Shutting The Door On Research
Dan Stinchcomb, chief executive officer of Inviragen in Fort Collins, Colo., says his company is about to test a vaccine for dengue fever. He'll turn to venture capitalists for the $10 million cost. In exchange, they'll take a majority stake in his company. When that happens, Inviragen likely won't qualify as a small business under the SBIR program anymore.
Stinchcomb says Inviragen will lose SBIR grants for other vaccines it is working on. At that point, the company likely will drop those research programs. "This means that promising vaccines that could improve public health in the U.S. and around the world essentially will not be developed," he says.
Implications For Small Businesses
One of the most vocal advocates for keeping SBIR rules the way they are is Lloyd Chapman, founder and president of the American Small Business League.
"I don't think that when Congress passed the Small Business Act in 1953, it was their intention for federal small business contracts to go to multi-multi-millionaires and potentially even billionaires," Chapman says.

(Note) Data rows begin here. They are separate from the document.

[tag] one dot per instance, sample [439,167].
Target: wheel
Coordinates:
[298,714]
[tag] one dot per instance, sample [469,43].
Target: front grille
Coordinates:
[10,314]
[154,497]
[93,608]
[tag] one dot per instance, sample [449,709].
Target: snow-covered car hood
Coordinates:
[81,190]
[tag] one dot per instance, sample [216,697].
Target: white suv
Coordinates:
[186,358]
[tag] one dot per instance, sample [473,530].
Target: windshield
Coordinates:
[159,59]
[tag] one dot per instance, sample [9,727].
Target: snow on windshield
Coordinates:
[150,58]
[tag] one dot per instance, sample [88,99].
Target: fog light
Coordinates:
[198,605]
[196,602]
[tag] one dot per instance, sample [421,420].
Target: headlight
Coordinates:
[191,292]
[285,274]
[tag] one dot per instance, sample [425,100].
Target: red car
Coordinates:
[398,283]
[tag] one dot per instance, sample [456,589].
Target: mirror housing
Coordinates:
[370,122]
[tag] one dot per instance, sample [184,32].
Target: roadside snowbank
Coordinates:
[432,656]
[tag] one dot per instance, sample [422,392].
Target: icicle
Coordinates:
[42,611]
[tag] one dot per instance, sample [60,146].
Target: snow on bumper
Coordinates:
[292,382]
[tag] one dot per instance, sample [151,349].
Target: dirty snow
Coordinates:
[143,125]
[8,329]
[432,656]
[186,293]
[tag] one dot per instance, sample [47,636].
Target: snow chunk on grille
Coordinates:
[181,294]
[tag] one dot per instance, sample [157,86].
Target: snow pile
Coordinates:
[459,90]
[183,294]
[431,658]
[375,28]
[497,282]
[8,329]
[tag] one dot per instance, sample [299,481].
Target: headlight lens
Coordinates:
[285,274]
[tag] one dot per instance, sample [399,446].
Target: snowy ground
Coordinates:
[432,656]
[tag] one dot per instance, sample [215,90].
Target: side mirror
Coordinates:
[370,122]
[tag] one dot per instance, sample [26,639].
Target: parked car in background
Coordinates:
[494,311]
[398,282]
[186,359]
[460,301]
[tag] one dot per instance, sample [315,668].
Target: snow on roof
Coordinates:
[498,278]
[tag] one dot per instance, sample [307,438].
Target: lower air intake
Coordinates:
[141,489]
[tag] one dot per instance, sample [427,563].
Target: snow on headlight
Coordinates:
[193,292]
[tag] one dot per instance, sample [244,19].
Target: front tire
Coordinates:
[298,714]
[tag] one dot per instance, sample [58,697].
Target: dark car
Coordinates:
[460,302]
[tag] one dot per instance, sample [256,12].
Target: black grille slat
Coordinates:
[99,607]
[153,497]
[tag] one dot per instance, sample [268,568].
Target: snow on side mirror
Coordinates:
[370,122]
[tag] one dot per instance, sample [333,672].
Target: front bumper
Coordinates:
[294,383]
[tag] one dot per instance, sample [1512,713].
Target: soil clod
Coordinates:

Chapman worries that if Congress allows small businesses owned by venture capitalists to participate in the SBIR program, that will set a precedent and it will be open season on all sorts of other set-asides for small businesses.
Some businesses that receive grants through the program worry about competition from venture capital-backed companies if the rules are changed.
"Most early-stage small businesses — they're not sophisticated enough to compete successfully for these large dollars," says Russ Farmer of ADA Technologies in Littleton, Colo. "Your large VCs [venture capital companies] — they can afford a full-time person who's an expert in submitting proposals."
Farmer worries that not only will they succeed in getting more grants, but he suspects they'll also land larger grants, leaving only the crumbs for companies like his.
He and other advocates for keeping the rules the way they are may have trouble convincing those in Washington of their concerns. According to the Center for Responsive Politics, venture capitalists gave $11.9 million in political contributions in 2008 — mostly to Democrats.
Venture capitalists, along with advocates from the biotechnology industry, have been lobbying Congress to change the SBIR rules. They had hoped to get something inserted into the economic stimulus bill, but that didn't happen. Now they hope that when Congress reauthorizes the SBIR program, lawmakers will pass language changing the rules.